AP Physics: Calculating Release Height for Loop-the-Loop

[Twigs]

A small block of mass (m) slides down a frictionless loop-the-loop track. The radius at the bottom of the track is R. The question is at what height above the bottom of the loop should the block be released so that it is on the verge of losing contact with the track at the top of the loop?
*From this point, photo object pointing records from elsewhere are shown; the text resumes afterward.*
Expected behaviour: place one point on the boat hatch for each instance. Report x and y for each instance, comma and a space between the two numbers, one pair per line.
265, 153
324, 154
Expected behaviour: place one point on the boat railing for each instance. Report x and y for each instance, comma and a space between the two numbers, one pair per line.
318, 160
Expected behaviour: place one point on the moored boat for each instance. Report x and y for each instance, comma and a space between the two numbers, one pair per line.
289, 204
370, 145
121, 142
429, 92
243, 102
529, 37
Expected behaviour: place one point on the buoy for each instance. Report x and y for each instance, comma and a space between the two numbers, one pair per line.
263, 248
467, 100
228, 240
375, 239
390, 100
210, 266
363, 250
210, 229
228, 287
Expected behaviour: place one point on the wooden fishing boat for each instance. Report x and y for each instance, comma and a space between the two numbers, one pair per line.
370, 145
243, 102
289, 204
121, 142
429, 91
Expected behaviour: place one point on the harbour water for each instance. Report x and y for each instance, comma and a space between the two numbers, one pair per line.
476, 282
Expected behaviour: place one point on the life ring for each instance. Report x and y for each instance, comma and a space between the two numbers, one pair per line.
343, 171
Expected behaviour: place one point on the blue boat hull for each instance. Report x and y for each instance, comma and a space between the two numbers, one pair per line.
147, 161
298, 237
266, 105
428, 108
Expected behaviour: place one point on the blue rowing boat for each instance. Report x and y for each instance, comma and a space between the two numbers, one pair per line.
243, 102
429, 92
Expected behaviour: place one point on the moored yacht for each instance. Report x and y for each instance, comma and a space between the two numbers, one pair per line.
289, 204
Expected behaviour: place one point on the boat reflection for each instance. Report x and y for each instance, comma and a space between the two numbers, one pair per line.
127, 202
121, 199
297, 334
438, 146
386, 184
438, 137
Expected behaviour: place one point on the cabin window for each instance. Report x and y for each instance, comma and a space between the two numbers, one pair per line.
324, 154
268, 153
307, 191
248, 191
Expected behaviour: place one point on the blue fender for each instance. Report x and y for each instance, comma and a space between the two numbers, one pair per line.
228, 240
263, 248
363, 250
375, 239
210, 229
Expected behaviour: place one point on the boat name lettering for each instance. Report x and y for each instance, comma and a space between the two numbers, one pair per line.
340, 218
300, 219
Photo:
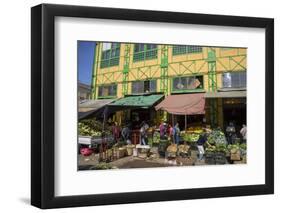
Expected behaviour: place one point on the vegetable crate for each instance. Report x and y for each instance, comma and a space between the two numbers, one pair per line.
210, 158
220, 158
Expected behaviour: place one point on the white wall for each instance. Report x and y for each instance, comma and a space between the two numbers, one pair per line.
15, 104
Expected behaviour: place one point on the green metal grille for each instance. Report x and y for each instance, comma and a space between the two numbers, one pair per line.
212, 86
126, 69
164, 70
181, 49
110, 57
144, 52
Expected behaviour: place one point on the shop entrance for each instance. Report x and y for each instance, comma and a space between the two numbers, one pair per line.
234, 110
140, 115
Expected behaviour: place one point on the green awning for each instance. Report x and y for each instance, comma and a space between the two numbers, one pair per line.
142, 101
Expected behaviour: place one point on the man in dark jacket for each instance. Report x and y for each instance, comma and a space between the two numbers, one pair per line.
200, 143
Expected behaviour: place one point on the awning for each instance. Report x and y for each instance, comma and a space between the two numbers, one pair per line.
228, 94
137, 101
184, 104
92, 107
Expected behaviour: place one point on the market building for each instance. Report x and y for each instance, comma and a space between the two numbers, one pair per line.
186, 84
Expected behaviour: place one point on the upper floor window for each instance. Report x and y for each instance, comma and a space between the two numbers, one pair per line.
110, 55
182, 49
187, 83
109, 90
143, 86
144, 52
234, 80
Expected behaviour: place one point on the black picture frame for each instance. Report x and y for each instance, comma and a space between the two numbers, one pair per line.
43, 102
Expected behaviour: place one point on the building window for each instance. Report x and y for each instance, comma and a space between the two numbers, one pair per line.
110, 55
234, 80
107, 91
181, 49
187, 83
144, 52
143, 86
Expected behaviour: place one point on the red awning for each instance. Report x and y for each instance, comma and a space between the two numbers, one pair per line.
184, 104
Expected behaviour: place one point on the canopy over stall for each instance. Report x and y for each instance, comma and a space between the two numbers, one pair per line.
184, 104
135, 101
226, 94
92, 107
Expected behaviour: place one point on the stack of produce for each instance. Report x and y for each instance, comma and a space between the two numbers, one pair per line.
235, 153
191, 137
156, 137
130, 148
172, 150
216, 137
216, 153
195, 129
183, 150
92, 127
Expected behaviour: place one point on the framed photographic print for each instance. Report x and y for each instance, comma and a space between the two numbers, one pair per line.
141, 106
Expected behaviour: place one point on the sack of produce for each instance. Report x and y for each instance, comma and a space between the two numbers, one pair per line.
172, 148
121, 152
185, 161
129, 150
236, 156
86, 151
210, 158
217, 137
220, 158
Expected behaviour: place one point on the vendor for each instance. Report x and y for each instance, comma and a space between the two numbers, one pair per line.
176, 134
115, 132
201, 141
163, 130
143, 133
126, 131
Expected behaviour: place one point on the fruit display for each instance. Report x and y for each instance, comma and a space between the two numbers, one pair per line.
195, 129
216, 137
172, 148
92, 127
156, 137
86, 151
221, 147
211, 149
233, 148
190, 137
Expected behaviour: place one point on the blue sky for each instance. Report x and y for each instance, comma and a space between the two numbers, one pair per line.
86, 53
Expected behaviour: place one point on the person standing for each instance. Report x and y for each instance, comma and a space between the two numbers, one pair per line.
126, 134
143, 133
115, 132
230, 133
176, 133
200, 143
243, 132
163, 130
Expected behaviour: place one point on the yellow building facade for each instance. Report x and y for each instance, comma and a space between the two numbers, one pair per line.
122, 69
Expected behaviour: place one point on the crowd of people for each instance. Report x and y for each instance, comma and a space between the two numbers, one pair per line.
166, 131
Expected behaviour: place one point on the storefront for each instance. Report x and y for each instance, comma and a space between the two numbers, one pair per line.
185, 109
230, 106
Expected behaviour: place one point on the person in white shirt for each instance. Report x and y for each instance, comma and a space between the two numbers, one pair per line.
243, 132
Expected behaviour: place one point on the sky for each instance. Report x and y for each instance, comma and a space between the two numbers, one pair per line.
86, 52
(Currently studying potential and kinetic energy)

Thanks for the help.

 

[Justin Lazear]

https://www.physicsforums.com/showthread.php?t=27932

--J

 

[wais]

To calculate the release height for the loop-the-loop, we can use the conservation of energy principle. At the bottom of the loop, the block has only kinetic energy, which is given by KE = 1/2 * m * v^2, where m is the mass of the block and v is its velocity. As the block moves up the loop, its kinetic energy is converted into potential energy, given by PE = m * g * h, where g is the acceleration due to gravity and h is the height above the bottom of the loop.

At the top of the loop, the block will have lost all of its kinetic energy and only have potential energy. This means that the potential energy at the top of the loop must be equal to the kinetic energy at the bottom of the loop. So we can set the two equations equal to each other and solve for h:

1/2 * m * v^2 = m * g * h

Solving for h, we get h = v^2 / (2 * g). This means that the release height should be equal to the square of the velocity divided by twice the acceleration due to gravity.

To find the velocity at the bottom of the loop, we can use the conservation of energy again. At the top of the loop, the block has only potential energy, given by PE = m * g * 2R, where R is the radius of the loop. At the bottom of the loop, the block has both kinetic and potential energy, so we can set the two equations equal to each other and solve for v:

1/2 * m * v^2 + m * g * R = m * g * 2R

Solving for v, we get v = √(3 * g * R).

Now that we have the velocity at the bottom of the loop, we can plug it into our equation for h and get the release height:

h = (√(3 * g * R))^2 / (2 * g) = 3R/2

Therefore, the release height for the block to just barely maintain contact with the loop at the top is 3/2 times the radius of the loop. I hope this helps with your understanding of potential and kinetic energy in the context of loop-the-loop tracks. Keep up the good work in AP Physics!